The importance of a filter
With a peak wavelength between 360 – 370 nm, violet tail emissions of visible light above 400 nm can mask flaws and cracks with light glare. A filter improves visibility by providing more contrast.
Science and engineering are always in flux. Similarly, developments in the field of non-destructive testing brings with it much to consider.
- With the introduction of LED bulbs in UV light sources, dangers resulting from potential accidents in non-invasive fault-seeking, are no longer concerns. Burns resulting from filaments in mercury vapor are becoming a thing of the past. With less electrical demands from LED bulbs, power supplies can be lightweight, making the lamp easier to handle in tough conditions.
- Just the fact that mercury will no longer be needed is enough of a cause for celebration.
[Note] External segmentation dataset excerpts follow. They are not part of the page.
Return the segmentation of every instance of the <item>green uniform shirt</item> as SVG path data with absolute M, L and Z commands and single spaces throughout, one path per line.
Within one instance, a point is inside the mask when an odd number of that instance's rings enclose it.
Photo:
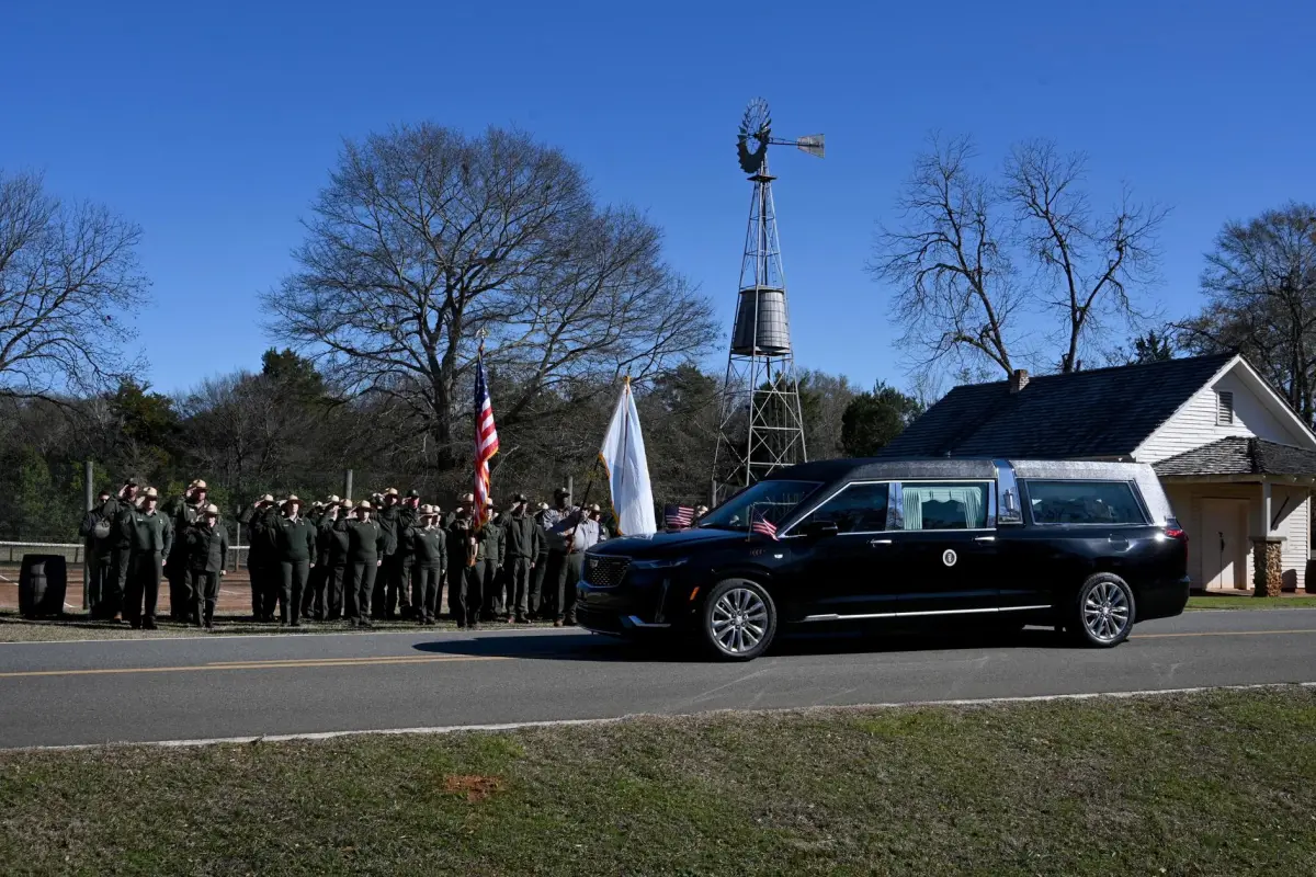
M 375 563 L 384 551 L 384 531 L 374 519 L 346 518 L 334 529 L 347 534 L 349 563 Z
M 174 526 L 158 510 L 150 514 L 133 511 L 133 552 L 167 556 L 174 544 Z
M 315 560 L 316 527 L 305 518 L 274 522 L 274 547 L 280 561 Z

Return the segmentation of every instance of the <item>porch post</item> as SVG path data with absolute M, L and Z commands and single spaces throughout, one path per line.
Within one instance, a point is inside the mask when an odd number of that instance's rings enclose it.
M 1284 588 L 1283 538 L 1271 530 L 1270 481 L 1261 481 L 1261 521 L 1252 536 L 1252 585 L 1255 597 L 1278 597 Z

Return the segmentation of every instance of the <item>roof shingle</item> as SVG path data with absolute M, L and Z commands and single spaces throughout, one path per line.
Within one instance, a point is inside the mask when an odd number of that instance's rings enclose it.
M 1184 451 L 1152 465 L 1161 477 L 1184 475 L 1316 476 L 1316 451 L 1238 435 Z
M 1084 459 L 1132 454 L 1232 354 L 957 387 L 880 456 Z

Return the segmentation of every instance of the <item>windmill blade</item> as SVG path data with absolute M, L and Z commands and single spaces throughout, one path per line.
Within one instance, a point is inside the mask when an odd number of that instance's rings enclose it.
M 807 134 L 800 139 L 795 141 L 795 146 L 801 153 L 808 153 L 809 155 L 817 155 L 819 158 L 822 158 L 824 153 L 822 134 Z

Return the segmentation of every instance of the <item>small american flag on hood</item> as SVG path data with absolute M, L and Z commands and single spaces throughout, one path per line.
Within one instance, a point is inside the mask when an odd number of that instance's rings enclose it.
M 695 510 L 686 505 L 670 505 L 663 509 L 663 522 L 669 530 L 684 530 L 695 522 Z

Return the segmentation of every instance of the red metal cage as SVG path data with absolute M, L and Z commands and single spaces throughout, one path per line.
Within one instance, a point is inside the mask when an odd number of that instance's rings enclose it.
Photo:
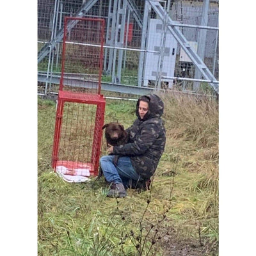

- Visibility with LED lamps is instantaneous.
- For some conditions, a narrower beam is required. NDT requirements must lead the way when determining the lamp’s specifications for a particular type of inspection.
- One challenge that designers are working on is the emission of heat flux at the emitters of UV LED lamps. This is a result of smaller technology with increased energy levels.
Non-destructive testing has broadened its scope over the years, giving rise to compliance standards for specific NDT applications. The most well-known compliance standard to look for in UV-A lamps for NDT with FMPI and FPI, is the ASTM E3022 standard. Whatever the standards of compliance are for a particular industry, non-destructive testing and its reliance on dependable lighting for inspections, is now an important branch of engineering in its own right.